Tremblay broke his long public silence in an hour-long interview Thursday morning on a Montreal-based Catholic radio station that avoided the particulars of a kickback, bid-rigging and political financing scheme that profited Tremblay’s Union Montreal political party, a small group of construction firms and the Mafia.
But Tremblay said his deep faith and the support of his family and close friends helped him to get through the dark days that followed his resignation.
Tremblay quit on Nov. 5, 2012, after claims at the Charbonneau commission, a provincial corruption inquiry, that he had known about and ignored the tricks his party employed to get around election spending laws.
He denied the allegation, and later there was doubt cast on the claim, but it marked the point at which Union Montreal’s dirty dealings became too much for the public to accept.
Tremblay, 71, said he stepped down because he felt he could no longer help the city, which was his guiding principle over 25 years in politics.
“As long as I felt useful or able to help Montreal I was good, I was happy in what I did,” he told radio host Pierre Maisonneuve. “We all know what happened and I could no longer be of help in those circumstances and so I decided to quit.”
Tremblay’s resignation sent the city into a tailspin.

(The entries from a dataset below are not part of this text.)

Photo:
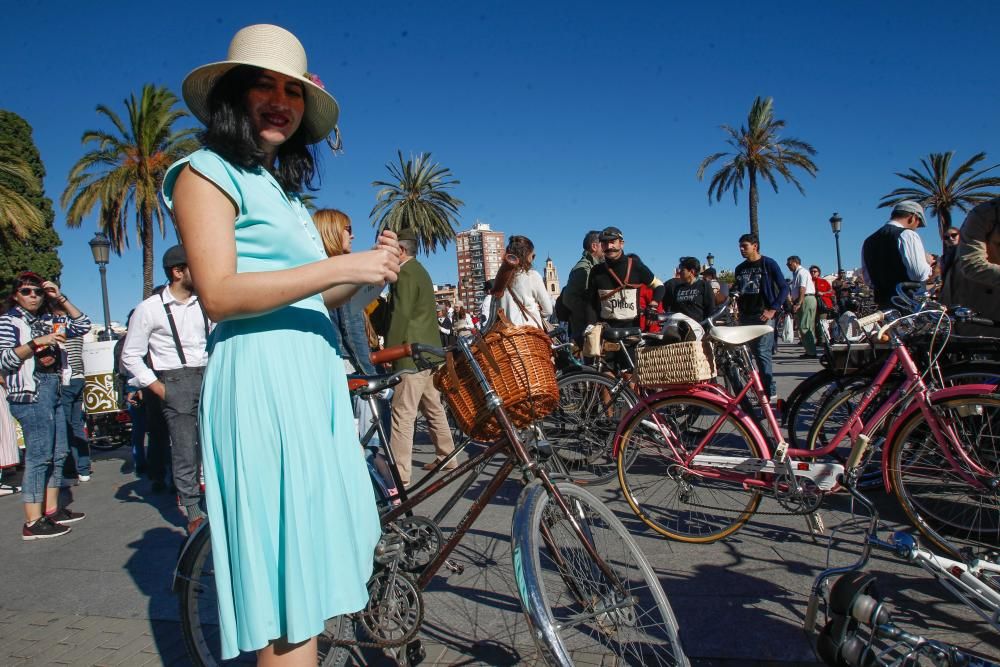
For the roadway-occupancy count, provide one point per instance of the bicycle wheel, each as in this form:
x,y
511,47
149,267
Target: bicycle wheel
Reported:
x,y
943,505
581,430
580,616
200,613
698,503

City councillor Michael Applebaum was elected to replace Tremblay until the November 2013 municipal election, but Applebaum’s run ended when he was arrested on corruption charges in June 2013. Those charges are still before the courts.
Former federal Liberal MP Denis Coderre is the current mayor of Montreal.
A large part of the Tremblay interview was dedicated to his recent pilgrimage to the Catholic shrine in Santiago de Compostela in which he reflected on his life and religion.
Before leaving on the 550-kilometre walk across northern Spain, Tremblay said he had “turned the page” on the political and administrative disaster that developed while he was in charge of Canada’s second largest city between 2002 and 2012.
While he made no mention Thursday of Frank Zampino, his long-time political ally and chairman of Montreal’s executive committee, he claims he was “betrayed” by the man now charged with fraud, conspiracy and breach of trust — allegedly the person who controlled the contract-for-donation scheme run out of city hall. Zampino denied the allegations when he testified at the Charbonneau commission.
Asked whether he had been naive about the troubles that developed while he was in charge of the city, Tremblay said he was a victim and compared his plight to that of Jesus Christ.
“On the executive committee I had 12 people and it was one of them who betrayed me. So am I naive or did I have too much confidence in people? We could qualify it as a form of naivete, but I will continue to give people my confidence,” he said.
He has spent part of the past 20 months sorting out his papers, paring down his material belongings, renovating his various properties and looking for a new cause to which he can devote himself.
He also waiting for the day that his name might be formally cleared and his battered reputation may one day be restored.
“One day … justice will be delivered,” he said. “It’s a puzzle. The Charbonneau commission is working on a puzzle and that puzzle will, one day, reveal the reasons for which I had to quit.”